Under the terms of this Agreement, you shall be deemed to have the status of an
independent contractor, and nothing in this Agreement shall be deemed to place
the parties in the relationship of employer-employee, principal-agent, partners,
or joint venturers. you shall provide under this Agreement the services of only
those personnel who are employees of yours. Personnel supplied by you hereunder
are not ADC's employees or agents and you assumes full responsibility for their
acts. You shall be solely responsible for the payment of compensation of your
employees assigned to perform services hereunder and such employees shall be
informed that they are not entitled to the provision of any ADC employee
benefits. ADC shall not be
responsible for the payment of worker's compensation, disability benefits or
unemployment insurance or for withholding or paying employment related taxes for
any of your employees, which responsibility shall be solely that of you. In the
event that any government agency, any court or any other applicable entity
determines that the personnel provided by you or any permitted subcontractor or
assignee of you hereunder are employees of ADC for any purpose, you agree to
indemnify and hold ADC harmless from liabilities, costs and expenses (including,
but not limited to, attorneys' fees) associated with the determination.

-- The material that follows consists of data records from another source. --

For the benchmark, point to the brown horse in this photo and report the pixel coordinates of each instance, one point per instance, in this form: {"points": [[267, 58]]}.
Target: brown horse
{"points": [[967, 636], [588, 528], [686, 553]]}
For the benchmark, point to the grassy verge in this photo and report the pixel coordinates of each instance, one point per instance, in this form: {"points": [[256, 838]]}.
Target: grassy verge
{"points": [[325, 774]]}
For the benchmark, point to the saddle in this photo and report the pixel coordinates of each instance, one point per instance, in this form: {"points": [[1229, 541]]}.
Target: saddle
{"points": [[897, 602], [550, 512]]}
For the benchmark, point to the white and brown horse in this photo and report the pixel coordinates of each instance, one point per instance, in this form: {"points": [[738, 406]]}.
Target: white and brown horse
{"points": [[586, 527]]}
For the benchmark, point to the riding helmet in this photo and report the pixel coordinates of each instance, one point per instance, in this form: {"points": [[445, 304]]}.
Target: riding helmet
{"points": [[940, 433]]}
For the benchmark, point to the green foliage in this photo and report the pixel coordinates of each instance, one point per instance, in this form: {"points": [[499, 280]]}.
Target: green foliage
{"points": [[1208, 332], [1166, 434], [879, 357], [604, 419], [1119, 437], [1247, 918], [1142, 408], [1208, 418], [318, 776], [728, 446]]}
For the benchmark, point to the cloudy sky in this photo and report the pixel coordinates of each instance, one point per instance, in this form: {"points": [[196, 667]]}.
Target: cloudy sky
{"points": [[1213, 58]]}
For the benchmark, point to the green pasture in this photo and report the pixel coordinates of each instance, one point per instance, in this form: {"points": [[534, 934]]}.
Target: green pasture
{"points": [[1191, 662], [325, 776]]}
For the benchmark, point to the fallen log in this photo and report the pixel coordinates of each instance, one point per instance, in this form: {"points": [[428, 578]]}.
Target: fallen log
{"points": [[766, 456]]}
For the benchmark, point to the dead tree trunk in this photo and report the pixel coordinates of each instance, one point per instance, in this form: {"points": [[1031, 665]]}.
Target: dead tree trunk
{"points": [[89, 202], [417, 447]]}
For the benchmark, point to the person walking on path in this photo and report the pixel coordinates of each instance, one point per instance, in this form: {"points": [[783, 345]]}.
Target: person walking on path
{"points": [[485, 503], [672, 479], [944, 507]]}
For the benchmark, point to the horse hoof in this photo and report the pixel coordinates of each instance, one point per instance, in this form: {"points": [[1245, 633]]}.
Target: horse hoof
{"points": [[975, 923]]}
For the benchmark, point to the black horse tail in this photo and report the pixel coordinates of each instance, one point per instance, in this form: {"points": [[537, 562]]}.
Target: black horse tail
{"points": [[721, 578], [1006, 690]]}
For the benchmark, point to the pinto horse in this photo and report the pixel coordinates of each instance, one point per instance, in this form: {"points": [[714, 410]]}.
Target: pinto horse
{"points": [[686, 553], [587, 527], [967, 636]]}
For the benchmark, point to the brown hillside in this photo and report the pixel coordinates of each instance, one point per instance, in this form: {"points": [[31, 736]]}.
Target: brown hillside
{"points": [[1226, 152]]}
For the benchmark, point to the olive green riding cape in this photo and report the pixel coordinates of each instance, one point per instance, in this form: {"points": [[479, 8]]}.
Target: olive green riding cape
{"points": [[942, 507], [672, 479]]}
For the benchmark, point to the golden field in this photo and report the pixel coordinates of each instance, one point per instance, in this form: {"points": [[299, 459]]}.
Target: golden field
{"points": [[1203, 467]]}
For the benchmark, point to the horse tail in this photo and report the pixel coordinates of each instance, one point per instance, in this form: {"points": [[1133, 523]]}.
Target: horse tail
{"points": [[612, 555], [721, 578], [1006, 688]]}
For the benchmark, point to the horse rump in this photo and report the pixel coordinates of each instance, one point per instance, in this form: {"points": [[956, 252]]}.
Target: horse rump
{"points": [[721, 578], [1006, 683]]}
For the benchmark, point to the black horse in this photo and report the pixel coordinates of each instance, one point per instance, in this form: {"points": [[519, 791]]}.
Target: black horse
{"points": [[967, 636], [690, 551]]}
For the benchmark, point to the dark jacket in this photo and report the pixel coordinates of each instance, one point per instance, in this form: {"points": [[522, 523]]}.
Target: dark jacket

Notwithstanding any other provisions of the Agreement, you may not contract or
subcontract any work to be performed hereunder without the express written
consent of ADC, any such subcontract or assignment shall include the terms
specified by ADC and the assurances and indemnities required to be provided by
you pursuant to this Agreement.
Your main contacts at ADC will be Xxxxxx X. ("Xxx") Xxxx, President and Xxxxx X.
Xxxxxx, Xx., Chief Financial Officer.
Please sign below to indicate your acceptance of this Consulting Agreement.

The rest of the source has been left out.